I want to give back to that community. I want to keep meeting amazing new people. LUNARs, like Charles, Michael, Noel... John and Deborah who joined us for the pizza party.... Maddie, who I sadly missed but ran an astounding race after a challenging winter of training. Friends who go out of their way to support us, like Meghan's incredibly generous family. Volunteers who take many hours out of their lives to make it all possible, like the ones who made sure Michael made it out OK. And the countless people who inspire us with their courage in so many ways. And just everyone in Boston who make us feel so welcome, and the whole world that was there for us after the bombings in 2013 (which Meghan and Mike experienced first hand). And folks like Aria who make us laugh so we don't take ourselves so seriously!

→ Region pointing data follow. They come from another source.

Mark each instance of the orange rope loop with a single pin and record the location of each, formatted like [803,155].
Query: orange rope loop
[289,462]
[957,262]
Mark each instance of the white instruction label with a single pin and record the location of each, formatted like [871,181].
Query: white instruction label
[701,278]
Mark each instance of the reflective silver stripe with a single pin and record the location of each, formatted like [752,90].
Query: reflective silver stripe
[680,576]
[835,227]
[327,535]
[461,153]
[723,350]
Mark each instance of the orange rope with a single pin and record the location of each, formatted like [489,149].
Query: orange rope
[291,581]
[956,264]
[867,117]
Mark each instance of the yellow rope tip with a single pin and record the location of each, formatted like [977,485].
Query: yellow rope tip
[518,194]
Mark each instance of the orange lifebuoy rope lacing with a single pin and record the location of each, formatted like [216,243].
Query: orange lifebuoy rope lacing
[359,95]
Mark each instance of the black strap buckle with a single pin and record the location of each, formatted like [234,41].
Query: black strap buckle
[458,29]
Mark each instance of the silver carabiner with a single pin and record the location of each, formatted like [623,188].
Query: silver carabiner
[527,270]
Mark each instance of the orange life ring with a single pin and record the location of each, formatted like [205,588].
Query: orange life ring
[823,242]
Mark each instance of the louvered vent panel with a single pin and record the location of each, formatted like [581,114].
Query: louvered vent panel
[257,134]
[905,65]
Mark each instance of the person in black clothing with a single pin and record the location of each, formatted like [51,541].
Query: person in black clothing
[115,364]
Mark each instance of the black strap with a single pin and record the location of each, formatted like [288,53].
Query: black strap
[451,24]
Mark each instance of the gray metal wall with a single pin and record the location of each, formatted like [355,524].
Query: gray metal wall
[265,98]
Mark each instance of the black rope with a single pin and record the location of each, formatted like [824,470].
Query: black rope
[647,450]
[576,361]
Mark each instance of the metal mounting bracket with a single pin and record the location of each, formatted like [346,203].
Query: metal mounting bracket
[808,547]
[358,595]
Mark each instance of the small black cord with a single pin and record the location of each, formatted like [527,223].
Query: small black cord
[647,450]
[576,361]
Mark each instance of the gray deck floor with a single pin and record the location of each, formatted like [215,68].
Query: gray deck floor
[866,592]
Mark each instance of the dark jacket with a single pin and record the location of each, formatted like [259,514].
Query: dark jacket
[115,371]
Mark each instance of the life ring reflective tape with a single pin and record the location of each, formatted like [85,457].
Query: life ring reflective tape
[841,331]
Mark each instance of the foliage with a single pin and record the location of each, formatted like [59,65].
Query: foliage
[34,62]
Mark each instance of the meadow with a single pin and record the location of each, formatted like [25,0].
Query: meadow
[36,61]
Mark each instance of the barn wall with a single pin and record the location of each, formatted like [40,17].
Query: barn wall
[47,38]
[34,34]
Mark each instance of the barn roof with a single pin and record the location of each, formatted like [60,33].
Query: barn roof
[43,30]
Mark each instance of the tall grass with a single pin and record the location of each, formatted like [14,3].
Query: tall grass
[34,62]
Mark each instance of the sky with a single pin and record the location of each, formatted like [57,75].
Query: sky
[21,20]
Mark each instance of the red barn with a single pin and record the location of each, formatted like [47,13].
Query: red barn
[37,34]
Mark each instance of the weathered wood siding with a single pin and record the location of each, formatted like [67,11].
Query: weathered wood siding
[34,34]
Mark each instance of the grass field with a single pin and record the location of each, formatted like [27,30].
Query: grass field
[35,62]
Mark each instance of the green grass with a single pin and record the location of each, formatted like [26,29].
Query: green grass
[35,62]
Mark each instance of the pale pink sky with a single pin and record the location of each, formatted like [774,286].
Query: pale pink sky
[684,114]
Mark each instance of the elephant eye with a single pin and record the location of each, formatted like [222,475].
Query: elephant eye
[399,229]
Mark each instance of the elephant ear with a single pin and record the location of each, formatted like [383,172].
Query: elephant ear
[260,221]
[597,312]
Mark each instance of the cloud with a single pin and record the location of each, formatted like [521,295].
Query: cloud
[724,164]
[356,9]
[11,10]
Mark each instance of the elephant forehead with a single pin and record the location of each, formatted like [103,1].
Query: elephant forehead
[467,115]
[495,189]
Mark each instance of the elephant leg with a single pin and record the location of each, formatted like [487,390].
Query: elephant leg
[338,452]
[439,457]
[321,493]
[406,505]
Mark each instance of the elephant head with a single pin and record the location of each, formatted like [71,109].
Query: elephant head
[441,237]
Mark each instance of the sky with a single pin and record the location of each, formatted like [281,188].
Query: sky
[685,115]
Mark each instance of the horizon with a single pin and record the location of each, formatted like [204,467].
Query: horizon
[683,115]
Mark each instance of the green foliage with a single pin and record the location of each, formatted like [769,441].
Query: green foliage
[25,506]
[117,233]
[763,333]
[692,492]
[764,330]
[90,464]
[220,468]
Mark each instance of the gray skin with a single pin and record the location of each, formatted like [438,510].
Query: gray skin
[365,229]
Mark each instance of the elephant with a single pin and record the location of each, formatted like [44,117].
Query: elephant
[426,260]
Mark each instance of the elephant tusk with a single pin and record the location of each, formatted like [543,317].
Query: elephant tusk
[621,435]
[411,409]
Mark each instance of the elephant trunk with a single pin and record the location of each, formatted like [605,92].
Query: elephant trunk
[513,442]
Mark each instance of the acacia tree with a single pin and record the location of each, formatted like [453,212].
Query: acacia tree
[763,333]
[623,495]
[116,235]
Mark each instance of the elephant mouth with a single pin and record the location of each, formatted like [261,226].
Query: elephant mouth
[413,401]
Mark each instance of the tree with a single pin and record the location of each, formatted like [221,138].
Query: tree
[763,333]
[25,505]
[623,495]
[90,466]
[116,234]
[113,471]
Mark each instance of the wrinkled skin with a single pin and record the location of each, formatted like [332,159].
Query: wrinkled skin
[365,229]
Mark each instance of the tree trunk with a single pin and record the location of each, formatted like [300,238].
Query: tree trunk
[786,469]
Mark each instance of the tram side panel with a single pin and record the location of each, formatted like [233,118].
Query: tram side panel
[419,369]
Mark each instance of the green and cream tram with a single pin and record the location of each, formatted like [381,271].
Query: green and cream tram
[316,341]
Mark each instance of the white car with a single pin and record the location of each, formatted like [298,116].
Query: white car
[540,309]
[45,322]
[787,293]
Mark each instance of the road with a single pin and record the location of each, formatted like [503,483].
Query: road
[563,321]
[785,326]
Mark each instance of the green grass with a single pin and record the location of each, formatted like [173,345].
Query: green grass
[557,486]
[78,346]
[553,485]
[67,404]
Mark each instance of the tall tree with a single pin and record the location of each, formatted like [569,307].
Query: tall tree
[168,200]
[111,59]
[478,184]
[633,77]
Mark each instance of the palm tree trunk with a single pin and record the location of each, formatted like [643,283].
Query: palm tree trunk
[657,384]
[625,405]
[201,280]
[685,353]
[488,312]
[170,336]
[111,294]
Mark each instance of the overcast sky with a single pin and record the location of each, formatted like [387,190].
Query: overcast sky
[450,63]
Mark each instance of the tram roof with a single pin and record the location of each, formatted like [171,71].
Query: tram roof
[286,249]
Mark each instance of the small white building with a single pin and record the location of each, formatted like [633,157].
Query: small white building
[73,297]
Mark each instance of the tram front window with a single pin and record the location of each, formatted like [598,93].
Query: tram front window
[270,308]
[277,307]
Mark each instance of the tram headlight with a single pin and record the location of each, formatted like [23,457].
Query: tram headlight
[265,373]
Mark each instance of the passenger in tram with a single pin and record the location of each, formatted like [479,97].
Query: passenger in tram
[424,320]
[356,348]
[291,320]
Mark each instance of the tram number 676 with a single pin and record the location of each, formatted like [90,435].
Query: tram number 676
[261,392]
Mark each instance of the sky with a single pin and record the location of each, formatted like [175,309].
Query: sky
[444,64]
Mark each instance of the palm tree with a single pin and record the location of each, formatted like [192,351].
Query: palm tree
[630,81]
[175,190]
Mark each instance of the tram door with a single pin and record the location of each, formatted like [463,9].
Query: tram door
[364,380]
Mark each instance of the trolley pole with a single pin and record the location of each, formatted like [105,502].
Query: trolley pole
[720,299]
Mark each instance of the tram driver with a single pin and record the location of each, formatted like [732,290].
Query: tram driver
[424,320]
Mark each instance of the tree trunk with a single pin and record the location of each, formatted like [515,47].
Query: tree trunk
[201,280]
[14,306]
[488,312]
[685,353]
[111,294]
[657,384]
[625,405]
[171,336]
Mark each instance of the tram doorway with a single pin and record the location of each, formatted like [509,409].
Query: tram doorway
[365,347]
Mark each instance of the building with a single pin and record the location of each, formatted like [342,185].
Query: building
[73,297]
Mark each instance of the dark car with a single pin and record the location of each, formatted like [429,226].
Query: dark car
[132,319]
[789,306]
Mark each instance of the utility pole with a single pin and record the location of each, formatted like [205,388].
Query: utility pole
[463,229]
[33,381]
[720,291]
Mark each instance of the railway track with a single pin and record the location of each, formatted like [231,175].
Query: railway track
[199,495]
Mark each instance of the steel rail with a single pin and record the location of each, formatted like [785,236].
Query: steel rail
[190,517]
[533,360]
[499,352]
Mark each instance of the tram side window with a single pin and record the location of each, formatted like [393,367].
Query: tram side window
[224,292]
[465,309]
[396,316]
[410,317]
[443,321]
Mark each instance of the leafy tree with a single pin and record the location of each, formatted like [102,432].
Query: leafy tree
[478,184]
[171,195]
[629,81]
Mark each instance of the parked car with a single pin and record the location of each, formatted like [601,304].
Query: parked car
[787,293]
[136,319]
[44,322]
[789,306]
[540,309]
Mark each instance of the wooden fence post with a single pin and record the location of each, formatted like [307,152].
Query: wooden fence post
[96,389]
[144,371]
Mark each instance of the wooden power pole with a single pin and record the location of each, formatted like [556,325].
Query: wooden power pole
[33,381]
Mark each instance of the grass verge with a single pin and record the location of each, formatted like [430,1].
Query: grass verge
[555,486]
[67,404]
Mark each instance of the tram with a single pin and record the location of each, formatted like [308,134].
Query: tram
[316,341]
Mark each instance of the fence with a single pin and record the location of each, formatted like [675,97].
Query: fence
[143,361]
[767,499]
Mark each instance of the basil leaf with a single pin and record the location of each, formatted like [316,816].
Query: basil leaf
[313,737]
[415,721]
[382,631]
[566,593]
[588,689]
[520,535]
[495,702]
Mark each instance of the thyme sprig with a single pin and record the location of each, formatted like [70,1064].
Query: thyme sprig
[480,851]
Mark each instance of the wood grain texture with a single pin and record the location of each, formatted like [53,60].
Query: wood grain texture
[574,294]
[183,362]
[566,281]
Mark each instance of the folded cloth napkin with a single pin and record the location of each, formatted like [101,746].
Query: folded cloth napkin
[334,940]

I know I'm missing people. People I should thank. I'm forgetting key events. I only transcribed a third of the notes I got from Michael and Charles about their races. I'm forgetting so many people I met. The lady I met at a rest stop on my way home who'd also run the race! It was such a transcendent weekend: An entire lifetime packed into 3 days. I totally forgot that I stopped in Western Mass on Saturday for my niece's fifth birthday party!

I have to stop writing. It's late and I'm tired and I still have to scrounge up all these photos. So much love. So much adventure. So much fun and hilarity. Late nights. Too much mac and cheese (as if!). Mosquitoes on the front porch (in April?!). Too much intimate detail about Michael's bodily functions and Charles' ex-girlfriends (but really, no such thing as too much). Photos on cellphones that will hopefully never see the light of day. And the love. I said it once. But the love. Incredible. That's what I feel. Love for all of these many many unbelievably wonderful people.

Good night and thank-you for reading.

I can't believe I almost forgot to thank Mike! Mike, thank-you so much for the opportunity and privilege of running with you. It was a truly incredible and singular event, and it would not have happened without you. Thanks for making all of this possible.


  1. Peter, this is a fantastic blog/story. what an incredible privilege to meet you. I look forward to more adventure weekends with you.

  2. Peter, thank you for sharing this amazing story. I hope to experience Boston myself one day even if I don't get a chance to run it. I think it was truly inspirational of you to volunteer to be a running guide. You are right about running being an awesome gift in its own right, but the running community is truly what makes running special. Thanks again for sharing your story and don't stop Crushing Pavement!